Through its #ClimateRevolution campaign, DAKILA has long been campaigning alongside environmental advocates for a sustainable future and inclusive climate actions. In 2014, to mark the 1st anniversary of Typhoon Yolanda, DAKILA led the 40-day 1,000-kilometer Climate Walk from Ground Zero in Luneta to Ground Zero in Tacloban, making pit stops in cities and municipalities along the way to hold creative forums with stakeholders on the importance of climate change adaptation and disaster risk reduction management policies and programs. Saño along with organizations and individuals campaigning for climate justice will hold the Climate Walk again on October 8 to commemorate Yolanda’s 10th anniversary and call for social and climate justice.
Films, conversations for Human Rights
During the forum, a member of the audience claimed that the climate crisis was not a proven science. To this, Villalobos responded with, “The climate emergency and all human rights issues are indeed a clash between opposing narratives. This is why DAKILA and Active Vista hold the annual festival: to provide a platform for open conversation about relevant issues and listen to the studies of experts and real-life stories of casualties.”
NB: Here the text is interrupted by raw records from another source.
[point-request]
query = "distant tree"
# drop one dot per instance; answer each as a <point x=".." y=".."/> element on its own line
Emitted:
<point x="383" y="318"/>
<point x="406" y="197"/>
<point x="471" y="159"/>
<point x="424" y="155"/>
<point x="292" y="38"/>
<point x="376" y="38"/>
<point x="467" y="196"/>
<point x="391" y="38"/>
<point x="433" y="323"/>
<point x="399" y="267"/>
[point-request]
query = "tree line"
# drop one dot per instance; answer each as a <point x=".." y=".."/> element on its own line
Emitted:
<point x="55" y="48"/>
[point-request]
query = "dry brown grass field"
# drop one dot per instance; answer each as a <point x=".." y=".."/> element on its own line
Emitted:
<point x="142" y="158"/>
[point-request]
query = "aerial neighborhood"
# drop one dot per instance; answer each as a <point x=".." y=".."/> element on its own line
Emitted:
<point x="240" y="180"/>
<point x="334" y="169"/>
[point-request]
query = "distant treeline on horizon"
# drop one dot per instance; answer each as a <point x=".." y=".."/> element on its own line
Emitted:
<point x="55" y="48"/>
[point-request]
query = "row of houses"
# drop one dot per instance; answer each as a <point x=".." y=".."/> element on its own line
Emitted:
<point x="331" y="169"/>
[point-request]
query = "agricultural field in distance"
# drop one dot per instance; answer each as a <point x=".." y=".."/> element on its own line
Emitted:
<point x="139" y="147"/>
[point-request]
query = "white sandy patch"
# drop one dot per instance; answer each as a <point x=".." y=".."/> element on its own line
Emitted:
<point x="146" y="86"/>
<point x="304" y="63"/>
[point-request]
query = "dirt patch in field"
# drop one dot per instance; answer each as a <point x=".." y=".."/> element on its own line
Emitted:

The AVHRF will run until October 7, with ongoing events bringing human rights advocacy to the frontlines. On October 5, Thursday, the festival will feature the first Philippine theatrical screening of Santiago Mitre’s Argentina, 1985 as its closing film at the University of the Philippines (UP) Cine Adarna. The film portrays the true story of how a public prosecutor, a young lawyer, and their inexperienced legal team dared to prosecute the heads of Argentina’s bloody military dictatorship.